Lodèr mon pei — Ces odeurs qui me ramènent à La Réunion
« Lodèr mon pei » — Ousanousava
Ces trois mots disent déjà tout ce que j’essaie d’écrire ici.
Il y a des choses qu’on ne peut pas expliquer vraiment. Des choses qui ne se voient pas, qui ne s’entendent pas, mais qui font remonter toute une vie en quelques secondes.
Pour moi, ce sont les odeurs.
Pas n’importe lesquelles. Les miennes. Celles de mon île, de mon enfance, de mon adolescence à La Réunion.
Le matin, c’était d’abord le café coulé. Avant même d’ouvrir les yeux, la maison sentait déjà le début de la journée. Une odeur chaude, dense, qui annonçait que la vjournée allait commencer.
Dehors, quand la pluie tombait sur un sol sec, il y avait ce parfum unique — cette terre qui respirait d’un coup, comme soulagée. On ne l’oublie pas.
Les marmites sur feu de bois, les carris, les épices, la fumée qui collait un peu aux vêtements… c’était l’odeur du repas qui se prépare…
L’océan, lui, on le sentait avant de le voir. L’iode, le vent marin, les rochers après la houle. Une odeur de liberté, presque sauvage.
Aux marchés, c’était tout le contraire — c’était le foisonnement. Les fruits, les épices, les fleurs, les samoussas qui frient, la vie partout en même temps. On ne savait plus où donner de la tête, ni du nez.
Les mangues, les letchis, les goyaves… sucrés rien qu’à les respirer, encore sur le pied. Le gâteau patate et le pâté créole qui sortent du four, et qui te font déjà saliver avant d’y avoir touché.
Dans les Hauts de l’île, l’odeur des géraniums et des cryptomérias changeait tout — fraîche, légère, presque apaisante après la chaleur du bas.

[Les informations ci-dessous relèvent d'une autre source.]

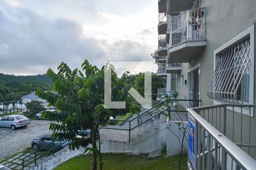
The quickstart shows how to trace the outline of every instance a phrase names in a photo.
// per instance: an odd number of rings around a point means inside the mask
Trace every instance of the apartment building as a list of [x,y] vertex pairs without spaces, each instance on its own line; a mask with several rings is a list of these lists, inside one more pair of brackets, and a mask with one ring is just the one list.
[[166,54],[180,99],[201,100],[180,104],[193,108],[189,169],[256,167],[255,7],[255,0],[158,1],[159,42],[166,44],[159,63]]

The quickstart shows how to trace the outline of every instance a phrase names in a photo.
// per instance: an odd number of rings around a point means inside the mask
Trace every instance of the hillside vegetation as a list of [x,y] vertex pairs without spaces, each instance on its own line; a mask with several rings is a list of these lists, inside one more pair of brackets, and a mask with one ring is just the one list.
[[0,73],[0,101],[19,100],[38,88],[49,90],[52,84],[46,74],[15,76]]

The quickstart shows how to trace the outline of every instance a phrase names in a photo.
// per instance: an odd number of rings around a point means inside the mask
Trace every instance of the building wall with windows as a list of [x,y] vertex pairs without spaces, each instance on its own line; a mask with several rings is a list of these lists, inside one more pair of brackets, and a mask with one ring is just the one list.
[[[171,3],[173,1],[169,1]],[[226,46],[222,50],[225,51],[232,46],[241,42],[245,39],[250,37],[250,59],[251,62],[250,64],[250,76],[251,84],[250,83],[249,89],[247,89],[248,94],[251,99],[250,104],[256,104],[256,69],[255,69],[255,35],[256,35],[256,10],[255,2],[254,0],[201,0],[200,1],[200,7],[205,7],[205,26],[206,26],[206,41],[207,45],[204,48],[201,49],[201,53],[199,54],[192,61],[183,62],[181,64],[181,70],[177,74],[176,91],[179,92],[180,99],[188,99],[189,96],[189,84],[192,83],[190,81],[190,73],[195,70],[194,69],[200,68],[198,73],[200,84],[199,88],[199,99],[202,100],[200,105],[208,105],[219,103],[216,100],[210,98],[207,95],[207,91],[209,82],[212,79],[214,70],[217,66],[217,60],[216,60],[216,50],[221,48],[228,42],[232,41],[233,43],[229,44],[229,46]],[[249,35],[245,36],[241,36],[243,32],[247,29],[251,31]],[[228,44],[227,44],[228,43]],[[169,48],[170,50],[170,48]],[[218,52],[221,54],[223,51]],[[183,54],[189,57],[190,53]],[[183,56],[180,56],[183,57]],[[167,60],[167,62],[168,60]],[[214,63],[216,65],[214,65]],[[253,75],[254,73],[254,75]],[[197,74],[197,73],[196,73]],[[182,87],[181,82],[181,76],[184,75],[184,80],[187,80],[187,84],[186,87]],[[251,100],[252,99],[252,100]],[[225,102],[225,101],[224,101]],[[246,102],[245,102],[246,103]],[[233,127],[232,124],[228,125],[227,136],[232,136],[231,132],[235,129],[238,133],[240,128],[242,126],[246,128],[250,123],[251,125],[256,124],[256,118],[255,114],[256,112],[254,110],[254,114],[249,116],[245,114],[241,118],[239,113],[240,110],[237,110],[233,113],[231,110],[228,111],[227,118],[229,120],[234,117],[235,126]],[[215,118],[212,118],[213,122],[217,122]],[[242,120],[242,121],[241,121]],[[251,121],[250,122],[249,121]],[[251,128],[251,141],[256,141],[255,133],[256,127]],[[243,128],[243,129],[245,129]],[[241,132],[242,140],[248,140],[250,135],[247,133]],[[240,142],[241,139],[237,139],[237,143]],[[246,147],[242,147],[246,151]],[[254,159],[256,158],[256,148],[251,150],[250,155]]]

Et puis les fêtes foraines : le maïs grillé, les fondantes, les lumières, le bruit… une odeur de bonheur simple et bruyant.

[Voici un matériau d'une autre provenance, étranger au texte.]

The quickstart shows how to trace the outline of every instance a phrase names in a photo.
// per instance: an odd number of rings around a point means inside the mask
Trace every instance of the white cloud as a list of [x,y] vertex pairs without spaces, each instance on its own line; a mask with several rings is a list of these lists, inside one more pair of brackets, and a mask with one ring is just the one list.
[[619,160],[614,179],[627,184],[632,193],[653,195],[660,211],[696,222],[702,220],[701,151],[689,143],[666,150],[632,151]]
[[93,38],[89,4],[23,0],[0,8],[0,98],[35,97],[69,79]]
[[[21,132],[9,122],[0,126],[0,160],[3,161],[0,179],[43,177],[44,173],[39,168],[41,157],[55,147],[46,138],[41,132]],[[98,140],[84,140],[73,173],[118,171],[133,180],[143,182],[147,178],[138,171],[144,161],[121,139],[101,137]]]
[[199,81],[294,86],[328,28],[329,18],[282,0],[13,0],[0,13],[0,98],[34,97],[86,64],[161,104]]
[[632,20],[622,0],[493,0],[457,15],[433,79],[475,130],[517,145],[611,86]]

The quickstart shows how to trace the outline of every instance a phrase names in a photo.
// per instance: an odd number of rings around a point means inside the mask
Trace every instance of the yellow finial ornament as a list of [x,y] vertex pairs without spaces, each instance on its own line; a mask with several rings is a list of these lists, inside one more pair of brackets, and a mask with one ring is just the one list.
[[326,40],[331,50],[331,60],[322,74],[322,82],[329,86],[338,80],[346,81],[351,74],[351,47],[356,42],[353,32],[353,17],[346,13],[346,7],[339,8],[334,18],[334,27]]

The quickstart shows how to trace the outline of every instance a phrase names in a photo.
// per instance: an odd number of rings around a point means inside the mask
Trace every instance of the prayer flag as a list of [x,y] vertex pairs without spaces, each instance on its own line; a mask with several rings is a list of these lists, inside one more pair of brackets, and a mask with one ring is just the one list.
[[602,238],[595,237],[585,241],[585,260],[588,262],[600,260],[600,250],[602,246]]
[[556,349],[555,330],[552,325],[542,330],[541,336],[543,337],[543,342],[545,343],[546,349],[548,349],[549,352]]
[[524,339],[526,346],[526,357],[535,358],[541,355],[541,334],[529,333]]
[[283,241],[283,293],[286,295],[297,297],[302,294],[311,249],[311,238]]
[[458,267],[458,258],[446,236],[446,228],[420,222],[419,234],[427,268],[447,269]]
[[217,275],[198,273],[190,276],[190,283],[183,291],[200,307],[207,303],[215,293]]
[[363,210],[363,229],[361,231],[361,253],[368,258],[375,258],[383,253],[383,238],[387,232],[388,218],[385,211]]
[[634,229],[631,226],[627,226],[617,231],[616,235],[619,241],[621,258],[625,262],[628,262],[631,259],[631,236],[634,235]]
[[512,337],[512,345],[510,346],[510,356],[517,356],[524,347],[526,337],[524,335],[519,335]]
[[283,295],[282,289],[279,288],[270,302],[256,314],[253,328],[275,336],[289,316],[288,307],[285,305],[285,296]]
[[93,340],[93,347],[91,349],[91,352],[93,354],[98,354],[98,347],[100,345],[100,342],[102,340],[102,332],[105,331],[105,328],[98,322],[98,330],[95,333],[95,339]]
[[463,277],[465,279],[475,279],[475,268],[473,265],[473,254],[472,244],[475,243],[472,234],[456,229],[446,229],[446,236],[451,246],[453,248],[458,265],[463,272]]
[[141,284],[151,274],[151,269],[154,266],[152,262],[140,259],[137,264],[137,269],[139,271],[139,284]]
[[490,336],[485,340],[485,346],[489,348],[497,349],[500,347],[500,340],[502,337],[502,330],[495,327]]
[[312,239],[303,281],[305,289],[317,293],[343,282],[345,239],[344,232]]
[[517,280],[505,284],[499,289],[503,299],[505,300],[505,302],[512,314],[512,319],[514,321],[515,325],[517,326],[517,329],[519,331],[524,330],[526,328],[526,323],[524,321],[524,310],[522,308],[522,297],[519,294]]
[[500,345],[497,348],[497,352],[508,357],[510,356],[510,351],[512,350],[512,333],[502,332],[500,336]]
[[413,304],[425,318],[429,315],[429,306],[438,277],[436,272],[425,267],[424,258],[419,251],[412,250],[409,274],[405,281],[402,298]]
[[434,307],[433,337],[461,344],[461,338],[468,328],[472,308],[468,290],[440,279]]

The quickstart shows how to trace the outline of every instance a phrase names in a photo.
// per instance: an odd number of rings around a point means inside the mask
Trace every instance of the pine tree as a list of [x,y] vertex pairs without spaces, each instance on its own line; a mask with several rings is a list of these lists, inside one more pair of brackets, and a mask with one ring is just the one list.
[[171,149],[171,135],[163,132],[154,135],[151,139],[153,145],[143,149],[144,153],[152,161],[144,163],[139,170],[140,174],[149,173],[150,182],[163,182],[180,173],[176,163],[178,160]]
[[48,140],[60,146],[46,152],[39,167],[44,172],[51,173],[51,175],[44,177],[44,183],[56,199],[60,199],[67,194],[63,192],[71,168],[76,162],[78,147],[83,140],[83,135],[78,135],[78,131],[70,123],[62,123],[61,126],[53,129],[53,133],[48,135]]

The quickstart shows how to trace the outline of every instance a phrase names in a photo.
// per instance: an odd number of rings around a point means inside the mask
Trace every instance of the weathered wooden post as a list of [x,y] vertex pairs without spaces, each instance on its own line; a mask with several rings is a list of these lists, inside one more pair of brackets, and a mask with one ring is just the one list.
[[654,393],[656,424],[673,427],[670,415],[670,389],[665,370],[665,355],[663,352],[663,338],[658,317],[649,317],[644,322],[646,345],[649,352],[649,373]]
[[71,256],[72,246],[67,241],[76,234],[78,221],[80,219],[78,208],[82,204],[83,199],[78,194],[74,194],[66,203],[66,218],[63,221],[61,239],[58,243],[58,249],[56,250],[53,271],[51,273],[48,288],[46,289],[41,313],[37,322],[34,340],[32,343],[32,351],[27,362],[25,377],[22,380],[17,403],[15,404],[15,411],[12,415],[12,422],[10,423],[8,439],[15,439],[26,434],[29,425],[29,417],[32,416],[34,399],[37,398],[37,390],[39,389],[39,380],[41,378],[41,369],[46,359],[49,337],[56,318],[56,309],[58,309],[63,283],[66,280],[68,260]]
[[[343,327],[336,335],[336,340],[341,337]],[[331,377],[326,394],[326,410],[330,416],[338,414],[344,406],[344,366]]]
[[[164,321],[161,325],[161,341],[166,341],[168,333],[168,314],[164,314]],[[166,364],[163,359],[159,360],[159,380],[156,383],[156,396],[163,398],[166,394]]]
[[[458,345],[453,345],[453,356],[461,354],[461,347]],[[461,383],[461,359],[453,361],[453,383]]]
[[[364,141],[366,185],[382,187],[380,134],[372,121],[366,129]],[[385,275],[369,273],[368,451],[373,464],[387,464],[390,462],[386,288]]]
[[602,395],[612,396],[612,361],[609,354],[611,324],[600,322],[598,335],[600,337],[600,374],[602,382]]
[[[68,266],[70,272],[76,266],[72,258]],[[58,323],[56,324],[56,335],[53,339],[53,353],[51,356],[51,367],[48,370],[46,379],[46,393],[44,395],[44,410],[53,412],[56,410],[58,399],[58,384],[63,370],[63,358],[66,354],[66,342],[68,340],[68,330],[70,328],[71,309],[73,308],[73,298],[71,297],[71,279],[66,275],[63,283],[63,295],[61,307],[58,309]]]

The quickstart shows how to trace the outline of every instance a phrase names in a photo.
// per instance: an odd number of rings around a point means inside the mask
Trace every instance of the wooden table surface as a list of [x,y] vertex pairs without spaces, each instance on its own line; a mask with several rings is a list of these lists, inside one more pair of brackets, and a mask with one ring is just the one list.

Les poulets grillés le long des routes. Impossible de passer sans ralentir. Souvent sans s’arrêter.
Les rougails bringelles, dakatine ou tomates arbustes, ce parfum de cuisine simple mais tellement juste, qui s’accroche un peu partout…
À l’école, il y avait l’odeur de la colle en petit pot — celle avec sa petite cuillère — qui sentait étrangement les fondantes. Un truc qu’on ne peut pas vraiment expliquer, mais qui fait partie des souvenirs gravés.

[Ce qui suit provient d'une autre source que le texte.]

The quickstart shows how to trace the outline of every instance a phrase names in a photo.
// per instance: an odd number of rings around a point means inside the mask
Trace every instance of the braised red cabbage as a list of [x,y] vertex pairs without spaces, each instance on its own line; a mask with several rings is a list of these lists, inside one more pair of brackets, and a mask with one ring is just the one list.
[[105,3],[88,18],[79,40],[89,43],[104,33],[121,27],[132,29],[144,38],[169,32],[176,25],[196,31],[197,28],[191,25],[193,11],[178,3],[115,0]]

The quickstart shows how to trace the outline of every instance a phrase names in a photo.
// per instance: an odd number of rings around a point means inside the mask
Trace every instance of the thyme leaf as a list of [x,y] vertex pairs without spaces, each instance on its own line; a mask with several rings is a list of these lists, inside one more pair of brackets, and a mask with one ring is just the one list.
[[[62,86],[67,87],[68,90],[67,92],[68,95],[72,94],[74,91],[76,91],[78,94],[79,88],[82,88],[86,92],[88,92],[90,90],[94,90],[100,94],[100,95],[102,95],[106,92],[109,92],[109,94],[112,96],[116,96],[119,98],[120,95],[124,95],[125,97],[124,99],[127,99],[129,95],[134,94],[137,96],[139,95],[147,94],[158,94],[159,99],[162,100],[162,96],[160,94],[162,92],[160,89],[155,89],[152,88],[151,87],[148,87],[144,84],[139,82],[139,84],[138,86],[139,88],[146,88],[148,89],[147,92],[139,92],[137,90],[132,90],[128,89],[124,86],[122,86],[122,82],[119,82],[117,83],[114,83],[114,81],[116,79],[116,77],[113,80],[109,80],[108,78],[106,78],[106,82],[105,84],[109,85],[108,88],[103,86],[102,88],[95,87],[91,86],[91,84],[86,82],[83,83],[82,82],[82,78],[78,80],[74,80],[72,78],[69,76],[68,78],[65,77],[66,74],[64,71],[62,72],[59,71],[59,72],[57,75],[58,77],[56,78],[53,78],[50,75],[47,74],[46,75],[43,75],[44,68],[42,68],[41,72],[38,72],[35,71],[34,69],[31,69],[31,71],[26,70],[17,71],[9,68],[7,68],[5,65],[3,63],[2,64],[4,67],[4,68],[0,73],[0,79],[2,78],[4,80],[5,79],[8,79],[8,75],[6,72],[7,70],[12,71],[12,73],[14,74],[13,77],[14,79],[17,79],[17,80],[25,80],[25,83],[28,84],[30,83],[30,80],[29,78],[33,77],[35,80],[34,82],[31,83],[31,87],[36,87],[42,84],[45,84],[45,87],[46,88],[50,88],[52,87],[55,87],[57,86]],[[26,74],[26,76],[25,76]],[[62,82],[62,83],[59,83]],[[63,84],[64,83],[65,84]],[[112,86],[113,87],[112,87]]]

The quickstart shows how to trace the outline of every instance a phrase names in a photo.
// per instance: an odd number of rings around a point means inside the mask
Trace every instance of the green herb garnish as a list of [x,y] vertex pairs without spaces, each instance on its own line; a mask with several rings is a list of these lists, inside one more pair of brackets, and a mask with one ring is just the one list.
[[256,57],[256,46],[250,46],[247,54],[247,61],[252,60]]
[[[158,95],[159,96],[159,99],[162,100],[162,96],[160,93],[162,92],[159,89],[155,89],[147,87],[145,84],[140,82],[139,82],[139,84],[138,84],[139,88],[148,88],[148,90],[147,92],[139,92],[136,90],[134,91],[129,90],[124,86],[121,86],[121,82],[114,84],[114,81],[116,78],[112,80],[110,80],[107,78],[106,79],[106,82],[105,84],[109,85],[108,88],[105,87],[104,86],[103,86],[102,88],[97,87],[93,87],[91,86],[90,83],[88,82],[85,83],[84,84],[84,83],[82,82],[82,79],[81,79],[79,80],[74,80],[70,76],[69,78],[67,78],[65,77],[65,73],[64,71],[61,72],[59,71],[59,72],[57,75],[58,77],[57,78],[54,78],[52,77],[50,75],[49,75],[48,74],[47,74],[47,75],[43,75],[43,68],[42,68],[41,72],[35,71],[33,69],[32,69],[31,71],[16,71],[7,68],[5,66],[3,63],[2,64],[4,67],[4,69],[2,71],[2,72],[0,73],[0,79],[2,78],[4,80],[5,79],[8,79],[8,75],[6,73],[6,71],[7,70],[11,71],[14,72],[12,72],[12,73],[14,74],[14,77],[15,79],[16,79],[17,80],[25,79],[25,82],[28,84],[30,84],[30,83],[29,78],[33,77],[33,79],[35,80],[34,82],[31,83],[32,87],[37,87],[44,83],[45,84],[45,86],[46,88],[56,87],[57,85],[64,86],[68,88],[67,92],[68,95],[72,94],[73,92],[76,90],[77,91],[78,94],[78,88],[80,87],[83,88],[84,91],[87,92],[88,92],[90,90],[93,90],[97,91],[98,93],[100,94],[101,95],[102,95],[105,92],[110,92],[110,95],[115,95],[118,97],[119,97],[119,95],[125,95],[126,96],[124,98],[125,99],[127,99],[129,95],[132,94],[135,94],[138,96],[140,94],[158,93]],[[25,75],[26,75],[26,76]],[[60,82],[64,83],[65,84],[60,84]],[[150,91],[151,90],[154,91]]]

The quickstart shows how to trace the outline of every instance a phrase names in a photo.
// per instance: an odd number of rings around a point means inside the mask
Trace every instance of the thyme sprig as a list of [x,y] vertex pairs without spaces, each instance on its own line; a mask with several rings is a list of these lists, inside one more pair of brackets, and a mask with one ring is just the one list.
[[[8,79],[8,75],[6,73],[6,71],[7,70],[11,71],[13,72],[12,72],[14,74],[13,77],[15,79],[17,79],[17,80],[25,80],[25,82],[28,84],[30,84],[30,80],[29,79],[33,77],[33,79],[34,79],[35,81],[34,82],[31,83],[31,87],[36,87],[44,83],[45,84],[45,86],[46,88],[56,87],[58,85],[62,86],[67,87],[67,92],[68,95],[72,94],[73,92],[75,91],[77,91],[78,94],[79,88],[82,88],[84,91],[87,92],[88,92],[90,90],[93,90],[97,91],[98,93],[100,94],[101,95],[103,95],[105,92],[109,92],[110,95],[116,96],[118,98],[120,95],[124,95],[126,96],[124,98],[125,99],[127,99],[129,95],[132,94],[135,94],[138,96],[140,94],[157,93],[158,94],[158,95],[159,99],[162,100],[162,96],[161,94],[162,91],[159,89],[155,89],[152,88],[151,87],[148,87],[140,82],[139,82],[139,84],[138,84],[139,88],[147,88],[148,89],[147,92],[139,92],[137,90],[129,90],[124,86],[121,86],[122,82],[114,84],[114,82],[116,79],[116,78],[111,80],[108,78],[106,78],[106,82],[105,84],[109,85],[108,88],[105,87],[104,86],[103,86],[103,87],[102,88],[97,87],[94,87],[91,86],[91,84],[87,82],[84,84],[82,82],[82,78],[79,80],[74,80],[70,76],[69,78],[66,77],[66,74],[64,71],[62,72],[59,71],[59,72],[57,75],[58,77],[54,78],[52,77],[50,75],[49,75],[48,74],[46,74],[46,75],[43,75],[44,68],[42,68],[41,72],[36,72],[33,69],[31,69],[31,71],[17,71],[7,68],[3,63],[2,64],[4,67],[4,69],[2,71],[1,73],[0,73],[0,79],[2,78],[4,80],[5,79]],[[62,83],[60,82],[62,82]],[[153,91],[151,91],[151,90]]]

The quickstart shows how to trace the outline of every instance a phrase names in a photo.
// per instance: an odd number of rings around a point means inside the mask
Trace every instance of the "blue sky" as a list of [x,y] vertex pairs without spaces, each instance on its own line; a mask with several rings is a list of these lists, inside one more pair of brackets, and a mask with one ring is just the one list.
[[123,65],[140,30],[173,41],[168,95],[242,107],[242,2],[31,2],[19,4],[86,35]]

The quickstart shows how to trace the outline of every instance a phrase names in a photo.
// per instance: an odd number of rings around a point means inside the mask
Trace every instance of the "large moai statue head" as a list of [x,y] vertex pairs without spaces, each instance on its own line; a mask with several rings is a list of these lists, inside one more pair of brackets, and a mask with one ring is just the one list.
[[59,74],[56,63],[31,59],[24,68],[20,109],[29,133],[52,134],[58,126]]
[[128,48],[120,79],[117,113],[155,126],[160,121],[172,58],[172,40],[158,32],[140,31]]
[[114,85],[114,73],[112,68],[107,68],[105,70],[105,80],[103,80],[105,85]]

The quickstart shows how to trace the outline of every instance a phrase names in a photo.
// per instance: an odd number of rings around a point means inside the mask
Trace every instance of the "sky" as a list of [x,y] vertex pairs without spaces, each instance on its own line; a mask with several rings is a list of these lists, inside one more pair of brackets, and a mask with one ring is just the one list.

Et dehors, les pistaches grillées en cornet, la colle pistache qu’on mangeait en se promenant sans se presser.
Les champs de canne après la pluie. Le sucre chaud des usines. Le piment écrasé dans le pilon. Les samoussas frits. Le pain bouchon gratinés encore chaud. Le linge qui sèche au soleil.
Toutes ces odeurs…
Ce ne sont pas juste des odeurs.
C’est ma mémoire. C’est mon île. C’est mon enfance.
Et parfois, il suffit d’une seule d’entre elles — une seule — pour que tout revienne d’un coup. Comme si le temps n’avait pas vraiment passé.
🎵 Et si ces odeurs t’ont rappelé quelque chose, écoute « Lodèr mon pei » d’Ousanousava. La chanson dit ce que les mots ne peuvent pas toujours finir de dire.